My biggest resource in writing this book was my own family. I spent two magical years in China, made so by the hospitality of everyone there. Thank you for making me feel more at home than I ever thought possible, and for answering countless questions about the world of this book. Thanks to 念念姐姐, 宇阳哥哥, 涵涵弟弟, 辰辰姐姐, 晓军舅舅, 郭敏舅母, 小姥, 小姑爷, 大佬, 大姑爷, 三姨奶奶, 涂平, 美方舅母, and 俊明舅舅. And my 阿奶.

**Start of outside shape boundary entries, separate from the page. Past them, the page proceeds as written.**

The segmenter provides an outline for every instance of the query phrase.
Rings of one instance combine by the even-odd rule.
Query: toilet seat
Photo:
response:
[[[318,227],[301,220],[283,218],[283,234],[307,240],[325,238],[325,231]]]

This book is for my grandma, who loved me very much and who I wish had lived to see it.

Thanks, last and first, goes to my family: my brother, Isaac, for the sweetness and advice beyond your years. And to my parents, for everything. I wrote this book thinking about all we couldn’t say.





About the Author


Belinda Huijuan Tang is a 2021 graduate of the Iowa Writers’ Workshop, where she was a Truman Capote Fellow and recipient of the Michener-Copernicus Fellowship. She holds a BA from Stanford University and was a 2019 work-study fellow at the Middlebury Bread Loaf Writers’ Conference. She lived in China from 2016 to 2018 and, while there, received an MA from Peking University in Beijing. She currently lives in Los Angeles.